All buildings must have a strong,
serviceable, stable and durable design
Why do you suppose we need structural design professionals to be involved in every aspect of building processes? I’ve thought about this often, since we’ve done a load of DIY projects that involve building, and we have seldom had professionals help us. But the point is that any building or structural element, however simple it may be, must be built in accordance with accepted principles of structural design. For instance we don’t just pile bricks on top of one another without sandwiching suitably mixed mortar between them – although I have visited an amazing home in Johannesburg where an architect totally defied this principle and built an incredible home on Linksfield ridge out of bricks sans mortar! But this is not the norm. Similarly, we don’t balance poles together like pick-up-sticks in the hope that they will stay in place.
The Role of the Regulations in Structural Design
As the national building regulations state:
“Any building and any structural element or component” must be designed to “provide strength, stability, serviceability and durability”.
It is also vital that buildings are designed so that if the structural system is in any way overloaded they won’t collapse with disastrous consequences.
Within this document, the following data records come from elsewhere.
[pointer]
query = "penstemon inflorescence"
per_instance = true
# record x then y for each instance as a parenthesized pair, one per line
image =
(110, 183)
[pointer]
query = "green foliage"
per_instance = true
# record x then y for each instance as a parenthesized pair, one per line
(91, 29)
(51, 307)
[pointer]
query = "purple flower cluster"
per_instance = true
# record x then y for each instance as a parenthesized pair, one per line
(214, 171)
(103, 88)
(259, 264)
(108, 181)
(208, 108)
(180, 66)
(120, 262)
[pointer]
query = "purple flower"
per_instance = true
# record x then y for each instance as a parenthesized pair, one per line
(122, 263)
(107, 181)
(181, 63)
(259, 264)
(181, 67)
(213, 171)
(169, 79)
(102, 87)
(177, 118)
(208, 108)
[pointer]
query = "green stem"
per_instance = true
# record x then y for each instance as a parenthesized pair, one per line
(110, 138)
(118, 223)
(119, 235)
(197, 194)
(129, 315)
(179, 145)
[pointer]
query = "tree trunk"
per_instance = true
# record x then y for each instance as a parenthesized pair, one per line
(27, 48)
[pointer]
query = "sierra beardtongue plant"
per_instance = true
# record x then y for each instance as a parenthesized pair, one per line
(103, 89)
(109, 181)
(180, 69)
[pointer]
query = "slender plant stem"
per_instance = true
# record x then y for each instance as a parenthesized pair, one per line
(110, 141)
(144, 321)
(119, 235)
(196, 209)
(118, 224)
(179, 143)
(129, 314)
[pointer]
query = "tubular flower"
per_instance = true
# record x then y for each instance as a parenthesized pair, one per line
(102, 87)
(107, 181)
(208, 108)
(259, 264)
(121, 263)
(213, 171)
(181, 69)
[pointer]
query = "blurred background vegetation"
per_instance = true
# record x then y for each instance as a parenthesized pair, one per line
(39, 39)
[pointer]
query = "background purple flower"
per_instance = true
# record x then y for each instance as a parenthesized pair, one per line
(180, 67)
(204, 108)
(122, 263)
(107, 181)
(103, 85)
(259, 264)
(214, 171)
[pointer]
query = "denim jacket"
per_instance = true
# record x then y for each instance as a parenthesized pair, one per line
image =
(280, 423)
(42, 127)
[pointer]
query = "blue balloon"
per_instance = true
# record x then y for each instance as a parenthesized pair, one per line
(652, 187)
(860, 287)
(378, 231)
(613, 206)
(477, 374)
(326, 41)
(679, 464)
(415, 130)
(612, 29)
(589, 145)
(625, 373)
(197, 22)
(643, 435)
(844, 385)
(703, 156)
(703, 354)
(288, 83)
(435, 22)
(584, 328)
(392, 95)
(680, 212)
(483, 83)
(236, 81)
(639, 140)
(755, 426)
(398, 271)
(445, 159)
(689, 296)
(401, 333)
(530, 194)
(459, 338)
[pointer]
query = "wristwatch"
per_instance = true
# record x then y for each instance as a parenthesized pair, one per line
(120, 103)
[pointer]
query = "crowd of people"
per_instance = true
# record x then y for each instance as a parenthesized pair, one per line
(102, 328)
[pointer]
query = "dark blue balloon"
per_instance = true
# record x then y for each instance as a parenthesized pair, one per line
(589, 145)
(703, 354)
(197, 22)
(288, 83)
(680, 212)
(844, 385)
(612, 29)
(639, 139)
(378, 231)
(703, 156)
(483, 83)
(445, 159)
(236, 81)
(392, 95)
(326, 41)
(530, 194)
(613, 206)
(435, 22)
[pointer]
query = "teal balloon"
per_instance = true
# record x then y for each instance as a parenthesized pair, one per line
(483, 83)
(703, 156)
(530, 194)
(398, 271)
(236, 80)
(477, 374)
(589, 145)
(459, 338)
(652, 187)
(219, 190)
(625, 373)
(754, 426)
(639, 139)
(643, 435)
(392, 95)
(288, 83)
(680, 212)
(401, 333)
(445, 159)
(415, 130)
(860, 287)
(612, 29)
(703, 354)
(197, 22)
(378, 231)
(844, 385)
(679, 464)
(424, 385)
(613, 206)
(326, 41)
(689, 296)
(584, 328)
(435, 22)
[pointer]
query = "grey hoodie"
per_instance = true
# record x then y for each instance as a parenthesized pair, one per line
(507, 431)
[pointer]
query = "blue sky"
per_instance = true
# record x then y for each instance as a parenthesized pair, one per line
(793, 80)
The regulations also state that these design requirements shall be “deemed to be satisfied” when buildings are designed in accordance with this section of SANS 10400, namely Structural Design.
When I last accessed the SABS online to see if these section of the regs was available, it wasn’t. However, there is no doubt that it will ultimately list all the other standards that designers should refer to when undertaking structural design.
Structural Design must be in Accordance with National Standards
It is essential that all structural systems are designed and built by professionals. It is also essential that all materials used are suitable and SABS approved.
Some of the SANS that are used by structural designers are:
- SANS 10100-1: The structural use of concrete (specifically Part 1: Design)
- SANS 10162: The structural use of steel
- SANS 10163: The structural use of timber
- SANS 10164: The structural use of masonry
There are also various SANS that focus on the basis of structural design and actions for buildings and industrial structures. These relate to a variety of actions that are caused by self-weight and imposed loads, wind, seismic action, thermal elements, geotechnical elements, and even cranes and machinery.
Lastly, there are international standards that should also be followed, some of which are available from the SABS.